Human-caused wildfires increase in California |

Human-caused wildfires increase in California

Associated Press Writer

LOS ANGELES ” Embers drifting from a campfire in a seaside canyon ignite a wildfire that incinerates 53 homes in Malibu.

A man driving on a national forest road stops on tinder-dry grass. The hot engine acts like a match, kindling a wildfire that burns thousands of acres.

And authorities suspect that a blaze that destroyed 78 homes in the Santa Barbara area last week was started by sparks from a power tool being used to clear brush.

A growing number of wildfires in California are joined by a common, incriminating back-story: People caused them.

Government statistics show that people were faulted for 5,208 wildfires in Southern California in 2008, the highest number since at least 2001. Between 2006 and 2008, Southern California was the only region of the country to see a significant jump in the number of wildfires blamed on people, an unsettling statistic given the damage that can follow.

There is no single cause for the increase, experts say, with issues ranging from better investigations and reporting to the warming effects of climate change. But most agree: In a densely populated, drought-stricken region where development pushes into areas known to burn, the result is predictable.

“As the drought continues in California, there are going to be more human-caused fires,” says Don Smurthwaite, a spokesman for the National Interagency Fire Center in Idaho.

“You can see the spread of development in virtually every area of the West,” he says. “More people is always going to equate to more fires.”

Southern California’s fire season was once thought to be limited to the fall, when Santa Ana winds roar through mountain passes into heavily populated coastal areas. But it’s now seen as a year-round danger, a conclusion witnessed in Santa Barbara last week. Warmer, drier weather in a region of more than 20 million people with a history of wildfires is proving a combustible mix, fire center figures suggest.

And some of those blazes are leading to the courtroom, where prosecutors are bringing charges from arson to negligence.

Gov. Arnold Schwarzenegger declared a statewide drought in June and in February declared a state of emergency because of three years of below-average rain and snowfall in California.

In Los Angeles, rainfall for the year that began July 1 is nearly 6 inches below average in a city that typically sees scant precipitation. In the state’s agricultural Central Valley, three years of drought have forced farmers to let thousands of acres of cropland turn to dust.

Nationally, about 70,000 wildfires in 2008 were attributed to human causes ” a thoughtlessly flicked cigarette, a campfire left smoldering, a fallen power line. That’s about the same number as 2001, although the figures fluctuate from year to year.
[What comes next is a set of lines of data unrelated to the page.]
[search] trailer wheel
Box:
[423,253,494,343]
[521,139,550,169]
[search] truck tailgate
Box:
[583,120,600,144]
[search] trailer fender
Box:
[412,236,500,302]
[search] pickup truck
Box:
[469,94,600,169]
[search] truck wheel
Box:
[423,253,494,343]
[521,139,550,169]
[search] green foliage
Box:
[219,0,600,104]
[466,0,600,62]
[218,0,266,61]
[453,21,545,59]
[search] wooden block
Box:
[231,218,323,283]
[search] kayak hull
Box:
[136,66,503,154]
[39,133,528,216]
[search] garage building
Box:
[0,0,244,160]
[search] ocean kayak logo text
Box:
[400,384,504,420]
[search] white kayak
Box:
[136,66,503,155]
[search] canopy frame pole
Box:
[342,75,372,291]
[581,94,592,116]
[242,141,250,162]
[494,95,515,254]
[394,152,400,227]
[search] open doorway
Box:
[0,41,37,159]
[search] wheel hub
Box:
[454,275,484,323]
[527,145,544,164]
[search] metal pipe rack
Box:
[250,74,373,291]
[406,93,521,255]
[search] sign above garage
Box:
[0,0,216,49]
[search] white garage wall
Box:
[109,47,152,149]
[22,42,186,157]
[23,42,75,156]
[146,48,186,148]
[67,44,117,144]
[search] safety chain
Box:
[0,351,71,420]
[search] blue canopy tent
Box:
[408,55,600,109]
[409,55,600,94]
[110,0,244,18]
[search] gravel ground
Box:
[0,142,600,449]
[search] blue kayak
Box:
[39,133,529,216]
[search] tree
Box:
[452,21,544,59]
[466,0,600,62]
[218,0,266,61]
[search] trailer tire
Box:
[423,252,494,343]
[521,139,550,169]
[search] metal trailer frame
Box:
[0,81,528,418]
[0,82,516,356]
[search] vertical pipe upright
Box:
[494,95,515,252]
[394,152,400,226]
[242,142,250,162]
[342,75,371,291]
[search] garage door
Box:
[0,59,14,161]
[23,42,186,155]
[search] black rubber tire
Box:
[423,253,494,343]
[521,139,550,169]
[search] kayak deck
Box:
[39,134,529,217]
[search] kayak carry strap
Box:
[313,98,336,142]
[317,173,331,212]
Since 2001, the peak was 80,220 wildfires caused by humans in 2006, according to fire center records.

In Southern California, the number of wildfires caused by people was about flat ” roughly 4,000 ” between 2001 and 2005. It dipped to 3,200 in 2006. Then, those figures increased sharply, to 5,140 in 2007 and 5,208 in 2008, according to the data.
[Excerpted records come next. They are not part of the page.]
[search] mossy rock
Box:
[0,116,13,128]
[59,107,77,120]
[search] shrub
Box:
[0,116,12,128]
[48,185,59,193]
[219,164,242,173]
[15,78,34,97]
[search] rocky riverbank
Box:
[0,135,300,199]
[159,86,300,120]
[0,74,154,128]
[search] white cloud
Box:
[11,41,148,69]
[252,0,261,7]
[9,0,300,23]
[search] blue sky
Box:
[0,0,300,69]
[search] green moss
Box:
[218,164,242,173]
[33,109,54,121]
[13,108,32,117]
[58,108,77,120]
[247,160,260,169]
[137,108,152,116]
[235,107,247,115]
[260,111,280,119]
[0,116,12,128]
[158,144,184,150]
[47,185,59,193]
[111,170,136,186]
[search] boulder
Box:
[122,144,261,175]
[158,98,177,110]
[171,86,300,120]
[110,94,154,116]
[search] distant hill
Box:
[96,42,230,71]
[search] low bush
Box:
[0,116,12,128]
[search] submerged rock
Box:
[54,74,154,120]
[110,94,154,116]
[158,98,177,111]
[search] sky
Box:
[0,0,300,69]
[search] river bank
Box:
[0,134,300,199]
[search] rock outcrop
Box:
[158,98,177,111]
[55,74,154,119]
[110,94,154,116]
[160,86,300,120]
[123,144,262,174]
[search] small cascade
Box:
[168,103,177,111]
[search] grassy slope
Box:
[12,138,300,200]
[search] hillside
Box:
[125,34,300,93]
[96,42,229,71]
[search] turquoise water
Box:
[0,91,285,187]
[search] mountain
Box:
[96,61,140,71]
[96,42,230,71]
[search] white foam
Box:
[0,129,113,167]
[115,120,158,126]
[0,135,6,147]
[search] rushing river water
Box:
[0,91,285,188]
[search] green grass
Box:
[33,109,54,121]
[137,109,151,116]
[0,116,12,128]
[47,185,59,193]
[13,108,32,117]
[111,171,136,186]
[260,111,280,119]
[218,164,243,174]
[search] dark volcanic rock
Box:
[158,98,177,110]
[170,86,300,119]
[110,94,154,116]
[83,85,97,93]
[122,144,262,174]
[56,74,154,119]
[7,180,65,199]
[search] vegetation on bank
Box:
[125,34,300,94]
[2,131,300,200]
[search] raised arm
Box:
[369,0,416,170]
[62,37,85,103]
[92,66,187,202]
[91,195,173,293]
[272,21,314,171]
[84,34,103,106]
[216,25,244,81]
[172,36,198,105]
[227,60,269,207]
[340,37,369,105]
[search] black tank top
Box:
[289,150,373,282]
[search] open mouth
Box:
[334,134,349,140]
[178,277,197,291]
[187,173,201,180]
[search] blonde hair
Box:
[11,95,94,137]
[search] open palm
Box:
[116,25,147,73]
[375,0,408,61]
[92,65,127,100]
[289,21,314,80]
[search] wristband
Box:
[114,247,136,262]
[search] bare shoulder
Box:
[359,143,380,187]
The increase in Southern California stands out. In Alaska, for example, the number of wildfires blamed on people has been gradually slipping since 2004. Nationally, the number of wildfires attributed to human causes dropped in 2007 and 2008.
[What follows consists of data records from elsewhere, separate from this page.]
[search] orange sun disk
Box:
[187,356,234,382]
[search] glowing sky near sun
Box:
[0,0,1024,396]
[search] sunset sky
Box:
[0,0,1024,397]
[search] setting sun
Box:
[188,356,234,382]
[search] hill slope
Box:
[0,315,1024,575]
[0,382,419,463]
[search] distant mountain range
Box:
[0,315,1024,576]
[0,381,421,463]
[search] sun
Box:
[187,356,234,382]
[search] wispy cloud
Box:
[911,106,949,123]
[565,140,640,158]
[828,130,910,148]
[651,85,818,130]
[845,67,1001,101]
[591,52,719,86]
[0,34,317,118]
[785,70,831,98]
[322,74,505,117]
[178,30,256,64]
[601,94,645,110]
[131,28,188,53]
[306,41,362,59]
Lightning strikes account for just a fraction of all wildfires ” about 8,800 across the nation in 2008. In Southern California, the number of wildfires blamed on lightning dropped from 409 in 2006 to 291 in 2007 and 174 last year.

Firefighters this week were extinguishing the last of a now-smoldering wildfire in the Santa Barbara area, which at its peak forced thousands of people to flee their homes. It blackened about 13 square miles. Authorities are trying to identify the person using a power tool that they believe caused the blaze.

Given the large number of wildfires in the state, only a small number lead to criminal or civil cases. The U.S. Forest Service alone recorded nearly 400 arson wildfires since 2005, records show. Prosecutors have wide discretion, and recent wildfires in Southern California have produced a patchwork of results in the courtroom.

A pipe grinder who accidentally started a 240,000-acre wildfire in Santa Barbara County in 2007 that injured 40 people initially faced felony counts, but those charges were dismissed. He did not have to pay restitution to injured firefighters, pleaded no contest to a misdemeanor of negligently setting a fire and was fined $200.

Earlier this week, a man was sentenced to 16 years in prison after pleading no contest to arson for setting a series of fires in Los Angeles’ sprawling Griffith Park last year.

Ten people who built a campfire were not charged with igniting a wildfire last fall that burned more than 200 homes in Santa Barbara and neighboring Montecito because investigators could not prove who caused the wildfire.

They were charged with misdemeanor trespassing and unlawfully building a campfire. The wildfire seriously injured two people and destroyed rows of multimillion-dollar homes, including actor Christopher Lloyd’s $11 million home in Montecito.

“Two things are important for prosecutors to look at: one is the intent … but on the other hand, there is the harm,” says Riverside County Deputy District Attorney Michael Hestrin.

“It’s a judgment call,” he says. “No two cases are the same.”